The camel and horse touts in Giza are very upset with our new project to save the Pyramids. They do not understand what we are trying to do. Regrettably, many of them do things that harm tourists; I receive many letters from tourists claiming that they will never return to Egypt because of the way they were treated or harassed for money.
I do not think that I need to elaborate much more, since one look at the pyramid site shows what kind of pollution the camels and horses cause. You see them everywhere, even inside the tombs and temples. We do not plan to hurt the animals. I honestly believe that this is what the camel and horse drivers think, and that is why they object to our plans.

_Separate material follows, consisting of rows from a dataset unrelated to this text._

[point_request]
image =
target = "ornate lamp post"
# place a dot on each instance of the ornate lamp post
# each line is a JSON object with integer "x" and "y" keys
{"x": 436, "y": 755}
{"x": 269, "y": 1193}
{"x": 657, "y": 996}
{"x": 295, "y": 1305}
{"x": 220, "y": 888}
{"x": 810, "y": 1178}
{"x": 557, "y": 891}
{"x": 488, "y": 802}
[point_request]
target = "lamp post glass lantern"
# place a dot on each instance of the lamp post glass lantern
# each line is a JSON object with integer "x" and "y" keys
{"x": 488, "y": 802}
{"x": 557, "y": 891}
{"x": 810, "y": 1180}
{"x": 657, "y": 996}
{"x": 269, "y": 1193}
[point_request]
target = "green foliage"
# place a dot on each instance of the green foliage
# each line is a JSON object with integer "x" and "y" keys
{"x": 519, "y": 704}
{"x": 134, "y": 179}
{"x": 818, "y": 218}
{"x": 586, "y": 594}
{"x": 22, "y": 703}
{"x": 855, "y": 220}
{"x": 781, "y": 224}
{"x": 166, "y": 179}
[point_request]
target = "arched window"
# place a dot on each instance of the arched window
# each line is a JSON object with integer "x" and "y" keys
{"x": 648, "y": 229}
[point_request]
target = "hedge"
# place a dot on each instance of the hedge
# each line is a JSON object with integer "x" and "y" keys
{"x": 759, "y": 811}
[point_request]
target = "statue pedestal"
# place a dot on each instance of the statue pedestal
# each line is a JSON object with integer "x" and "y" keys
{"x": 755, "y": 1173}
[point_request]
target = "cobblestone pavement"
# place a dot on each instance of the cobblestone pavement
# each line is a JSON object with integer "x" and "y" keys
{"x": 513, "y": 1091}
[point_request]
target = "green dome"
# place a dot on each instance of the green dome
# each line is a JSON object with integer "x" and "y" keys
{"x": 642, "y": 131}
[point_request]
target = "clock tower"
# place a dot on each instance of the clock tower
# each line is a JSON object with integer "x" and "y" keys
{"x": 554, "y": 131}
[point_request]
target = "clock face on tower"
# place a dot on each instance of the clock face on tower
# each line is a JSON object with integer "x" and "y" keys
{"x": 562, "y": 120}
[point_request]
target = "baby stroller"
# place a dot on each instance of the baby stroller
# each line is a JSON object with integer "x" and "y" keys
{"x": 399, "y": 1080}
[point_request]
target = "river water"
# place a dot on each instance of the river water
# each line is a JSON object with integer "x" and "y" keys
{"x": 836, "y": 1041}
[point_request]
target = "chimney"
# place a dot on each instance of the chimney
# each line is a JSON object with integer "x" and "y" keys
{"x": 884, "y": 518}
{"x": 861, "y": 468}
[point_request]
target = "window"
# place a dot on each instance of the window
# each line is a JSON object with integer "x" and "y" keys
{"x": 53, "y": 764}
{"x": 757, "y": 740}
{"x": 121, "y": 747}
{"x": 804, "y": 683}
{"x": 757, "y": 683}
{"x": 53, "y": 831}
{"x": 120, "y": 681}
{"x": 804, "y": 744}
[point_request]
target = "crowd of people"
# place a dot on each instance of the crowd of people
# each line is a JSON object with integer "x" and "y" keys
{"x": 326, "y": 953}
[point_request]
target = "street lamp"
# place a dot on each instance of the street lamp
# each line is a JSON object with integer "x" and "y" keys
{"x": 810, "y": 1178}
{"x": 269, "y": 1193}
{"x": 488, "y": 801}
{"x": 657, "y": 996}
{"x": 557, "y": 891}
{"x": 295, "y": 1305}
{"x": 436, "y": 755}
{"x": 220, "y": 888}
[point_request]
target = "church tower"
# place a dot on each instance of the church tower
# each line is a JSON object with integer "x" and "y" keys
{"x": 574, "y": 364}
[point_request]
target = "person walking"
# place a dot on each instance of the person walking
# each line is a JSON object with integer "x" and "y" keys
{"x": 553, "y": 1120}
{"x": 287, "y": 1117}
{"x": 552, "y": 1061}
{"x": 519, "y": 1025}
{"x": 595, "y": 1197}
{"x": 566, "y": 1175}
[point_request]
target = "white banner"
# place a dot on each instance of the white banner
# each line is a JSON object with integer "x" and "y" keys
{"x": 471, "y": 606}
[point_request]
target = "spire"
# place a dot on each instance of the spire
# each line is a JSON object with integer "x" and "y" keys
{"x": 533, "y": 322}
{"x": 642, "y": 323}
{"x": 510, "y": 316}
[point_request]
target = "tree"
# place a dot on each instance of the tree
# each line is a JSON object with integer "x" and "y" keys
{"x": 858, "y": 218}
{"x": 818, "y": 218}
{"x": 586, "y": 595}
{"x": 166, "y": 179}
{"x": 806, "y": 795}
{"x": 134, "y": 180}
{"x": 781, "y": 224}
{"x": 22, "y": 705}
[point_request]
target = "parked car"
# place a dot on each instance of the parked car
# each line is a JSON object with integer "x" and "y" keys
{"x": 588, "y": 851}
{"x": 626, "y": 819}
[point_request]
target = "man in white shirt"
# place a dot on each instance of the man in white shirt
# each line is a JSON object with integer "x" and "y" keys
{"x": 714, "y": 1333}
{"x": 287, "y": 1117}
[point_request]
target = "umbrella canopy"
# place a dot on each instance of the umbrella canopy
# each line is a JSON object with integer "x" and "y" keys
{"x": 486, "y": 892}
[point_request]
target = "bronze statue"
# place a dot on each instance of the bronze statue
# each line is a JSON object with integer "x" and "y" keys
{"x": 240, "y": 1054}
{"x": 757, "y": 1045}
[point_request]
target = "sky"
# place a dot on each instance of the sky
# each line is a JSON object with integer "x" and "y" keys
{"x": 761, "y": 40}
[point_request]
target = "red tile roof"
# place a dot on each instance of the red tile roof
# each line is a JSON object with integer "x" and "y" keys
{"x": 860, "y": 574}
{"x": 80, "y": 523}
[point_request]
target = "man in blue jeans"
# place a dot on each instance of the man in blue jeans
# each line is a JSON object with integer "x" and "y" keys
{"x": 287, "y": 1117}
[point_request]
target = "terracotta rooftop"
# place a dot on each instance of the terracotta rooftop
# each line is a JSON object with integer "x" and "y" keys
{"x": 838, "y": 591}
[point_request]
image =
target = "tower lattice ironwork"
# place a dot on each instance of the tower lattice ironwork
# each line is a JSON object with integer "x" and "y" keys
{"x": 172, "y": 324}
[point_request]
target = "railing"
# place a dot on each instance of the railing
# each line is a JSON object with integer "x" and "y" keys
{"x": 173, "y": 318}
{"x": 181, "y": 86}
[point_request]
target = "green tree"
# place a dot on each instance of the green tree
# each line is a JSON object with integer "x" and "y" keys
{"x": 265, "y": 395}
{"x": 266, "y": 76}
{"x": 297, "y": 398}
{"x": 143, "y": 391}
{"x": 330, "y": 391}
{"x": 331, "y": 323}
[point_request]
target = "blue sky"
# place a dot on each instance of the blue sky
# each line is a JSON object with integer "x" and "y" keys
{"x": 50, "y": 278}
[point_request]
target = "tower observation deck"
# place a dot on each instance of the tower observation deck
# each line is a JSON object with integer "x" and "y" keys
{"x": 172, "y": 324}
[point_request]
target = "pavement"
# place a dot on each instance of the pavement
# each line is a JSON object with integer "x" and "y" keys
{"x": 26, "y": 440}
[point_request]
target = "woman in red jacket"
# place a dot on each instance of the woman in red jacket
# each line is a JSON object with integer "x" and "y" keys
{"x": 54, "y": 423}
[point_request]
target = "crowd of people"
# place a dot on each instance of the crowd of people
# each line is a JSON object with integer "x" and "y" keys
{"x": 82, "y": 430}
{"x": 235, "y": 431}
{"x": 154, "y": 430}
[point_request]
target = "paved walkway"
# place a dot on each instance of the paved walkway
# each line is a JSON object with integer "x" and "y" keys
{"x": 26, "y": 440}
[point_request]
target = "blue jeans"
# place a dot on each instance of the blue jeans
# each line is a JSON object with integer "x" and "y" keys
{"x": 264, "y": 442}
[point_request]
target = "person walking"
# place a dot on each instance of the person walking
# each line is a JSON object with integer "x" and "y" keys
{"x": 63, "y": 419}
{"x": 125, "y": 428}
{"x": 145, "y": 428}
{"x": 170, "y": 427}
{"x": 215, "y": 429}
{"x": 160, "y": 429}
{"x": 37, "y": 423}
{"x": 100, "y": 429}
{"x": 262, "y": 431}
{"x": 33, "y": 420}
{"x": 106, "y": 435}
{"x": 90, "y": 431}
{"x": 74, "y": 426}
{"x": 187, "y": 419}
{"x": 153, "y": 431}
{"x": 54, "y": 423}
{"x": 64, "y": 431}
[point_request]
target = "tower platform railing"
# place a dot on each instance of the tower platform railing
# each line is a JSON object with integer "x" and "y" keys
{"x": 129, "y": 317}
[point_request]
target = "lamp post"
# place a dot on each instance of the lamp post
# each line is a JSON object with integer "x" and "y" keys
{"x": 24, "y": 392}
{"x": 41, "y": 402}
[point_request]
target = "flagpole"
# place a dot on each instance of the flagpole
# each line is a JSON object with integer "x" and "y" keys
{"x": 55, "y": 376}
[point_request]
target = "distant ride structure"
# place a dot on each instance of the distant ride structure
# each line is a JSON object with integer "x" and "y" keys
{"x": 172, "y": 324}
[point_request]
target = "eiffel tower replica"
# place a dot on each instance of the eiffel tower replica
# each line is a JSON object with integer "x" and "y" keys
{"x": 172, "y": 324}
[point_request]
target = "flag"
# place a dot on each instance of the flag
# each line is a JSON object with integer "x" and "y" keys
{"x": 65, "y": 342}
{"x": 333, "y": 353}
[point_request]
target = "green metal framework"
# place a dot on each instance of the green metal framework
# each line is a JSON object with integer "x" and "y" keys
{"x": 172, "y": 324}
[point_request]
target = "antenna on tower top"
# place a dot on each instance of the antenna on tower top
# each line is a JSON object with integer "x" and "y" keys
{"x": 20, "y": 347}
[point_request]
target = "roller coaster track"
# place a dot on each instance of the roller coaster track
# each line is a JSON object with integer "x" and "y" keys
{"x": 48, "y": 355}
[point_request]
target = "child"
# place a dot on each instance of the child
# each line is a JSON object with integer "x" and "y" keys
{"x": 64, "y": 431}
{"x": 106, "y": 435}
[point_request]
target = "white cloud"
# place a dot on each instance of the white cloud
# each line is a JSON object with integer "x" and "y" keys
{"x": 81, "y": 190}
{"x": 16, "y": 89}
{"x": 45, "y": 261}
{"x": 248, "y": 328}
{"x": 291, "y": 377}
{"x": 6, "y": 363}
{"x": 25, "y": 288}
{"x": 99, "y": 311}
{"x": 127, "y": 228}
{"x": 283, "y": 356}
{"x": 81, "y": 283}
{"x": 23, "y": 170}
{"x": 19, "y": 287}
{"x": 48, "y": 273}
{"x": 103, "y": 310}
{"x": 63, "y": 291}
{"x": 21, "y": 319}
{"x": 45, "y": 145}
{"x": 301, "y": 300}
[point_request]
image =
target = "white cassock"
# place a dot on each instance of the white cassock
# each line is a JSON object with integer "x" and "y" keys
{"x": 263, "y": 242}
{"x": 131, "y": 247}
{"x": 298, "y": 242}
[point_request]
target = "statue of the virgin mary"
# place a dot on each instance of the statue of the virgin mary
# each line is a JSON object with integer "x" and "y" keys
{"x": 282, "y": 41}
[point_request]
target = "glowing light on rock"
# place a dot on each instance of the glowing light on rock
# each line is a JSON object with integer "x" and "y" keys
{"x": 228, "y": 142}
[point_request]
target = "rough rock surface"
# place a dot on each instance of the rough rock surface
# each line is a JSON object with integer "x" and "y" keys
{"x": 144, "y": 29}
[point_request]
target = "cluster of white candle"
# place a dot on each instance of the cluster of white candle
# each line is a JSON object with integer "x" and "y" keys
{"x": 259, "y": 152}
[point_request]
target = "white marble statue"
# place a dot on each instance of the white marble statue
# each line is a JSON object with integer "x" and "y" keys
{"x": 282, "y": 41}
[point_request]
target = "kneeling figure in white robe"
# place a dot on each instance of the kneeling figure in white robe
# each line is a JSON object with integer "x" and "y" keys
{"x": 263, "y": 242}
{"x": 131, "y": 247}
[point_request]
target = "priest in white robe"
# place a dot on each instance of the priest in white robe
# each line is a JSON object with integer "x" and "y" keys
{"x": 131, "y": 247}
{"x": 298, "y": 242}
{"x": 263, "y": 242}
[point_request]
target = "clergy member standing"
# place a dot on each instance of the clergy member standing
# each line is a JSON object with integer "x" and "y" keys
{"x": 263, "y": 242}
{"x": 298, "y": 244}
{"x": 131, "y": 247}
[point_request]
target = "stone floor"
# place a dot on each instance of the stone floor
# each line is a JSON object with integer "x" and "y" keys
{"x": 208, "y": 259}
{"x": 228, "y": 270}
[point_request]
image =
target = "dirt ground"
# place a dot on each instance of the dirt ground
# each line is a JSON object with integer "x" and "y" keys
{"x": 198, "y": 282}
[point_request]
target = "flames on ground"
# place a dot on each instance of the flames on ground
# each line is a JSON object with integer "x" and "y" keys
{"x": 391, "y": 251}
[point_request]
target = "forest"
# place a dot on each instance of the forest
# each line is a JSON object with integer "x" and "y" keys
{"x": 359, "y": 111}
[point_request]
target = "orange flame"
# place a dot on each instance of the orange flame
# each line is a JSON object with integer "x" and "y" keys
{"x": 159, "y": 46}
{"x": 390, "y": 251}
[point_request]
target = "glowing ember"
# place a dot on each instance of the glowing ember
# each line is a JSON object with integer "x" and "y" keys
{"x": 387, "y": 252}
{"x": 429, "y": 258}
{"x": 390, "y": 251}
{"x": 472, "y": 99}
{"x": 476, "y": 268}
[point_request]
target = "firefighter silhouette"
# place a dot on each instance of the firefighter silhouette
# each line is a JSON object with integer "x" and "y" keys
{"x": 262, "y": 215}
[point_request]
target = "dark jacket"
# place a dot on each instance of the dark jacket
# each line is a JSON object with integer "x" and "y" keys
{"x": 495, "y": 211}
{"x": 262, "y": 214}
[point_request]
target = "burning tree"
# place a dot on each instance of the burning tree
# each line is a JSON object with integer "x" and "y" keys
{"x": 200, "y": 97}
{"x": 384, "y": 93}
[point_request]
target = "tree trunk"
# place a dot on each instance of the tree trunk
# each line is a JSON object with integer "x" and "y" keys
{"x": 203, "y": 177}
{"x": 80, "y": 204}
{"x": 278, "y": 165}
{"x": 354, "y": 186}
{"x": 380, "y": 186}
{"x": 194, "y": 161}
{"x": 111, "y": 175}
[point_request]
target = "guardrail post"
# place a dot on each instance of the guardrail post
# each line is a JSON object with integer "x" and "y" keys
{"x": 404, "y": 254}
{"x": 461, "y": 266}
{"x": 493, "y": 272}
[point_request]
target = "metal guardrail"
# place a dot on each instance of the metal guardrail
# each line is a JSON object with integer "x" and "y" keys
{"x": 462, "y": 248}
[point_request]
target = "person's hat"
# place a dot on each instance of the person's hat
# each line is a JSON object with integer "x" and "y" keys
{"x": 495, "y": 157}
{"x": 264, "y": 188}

For example, I read an article in the Boston Globe written by a man and his wife about this problem. They met a horse driver whose family had been giving tours of Giza for more than three generations. He asked the man and his wife to send letters to the government praising his business, because he was concerned that the modernisation of the site of Giza would mean the end for him. He does not understand that we are trying to create a system that will benefit everyone. Currently, the stronger, wealthier families get all the business while the others do not. Some give tours to 10 tourists a day, while others do only a few.
Before, the tourists did not have easy access to the stables. The modernisation of the Giza Plateau has benefited the horse and camel drivers. All the buses filled with tourists now enter from the Fayoum road. The tourists see the stables as soon as they exit the coaches, and this allows them to make an immediate decision whether or not to ride a horse or camel.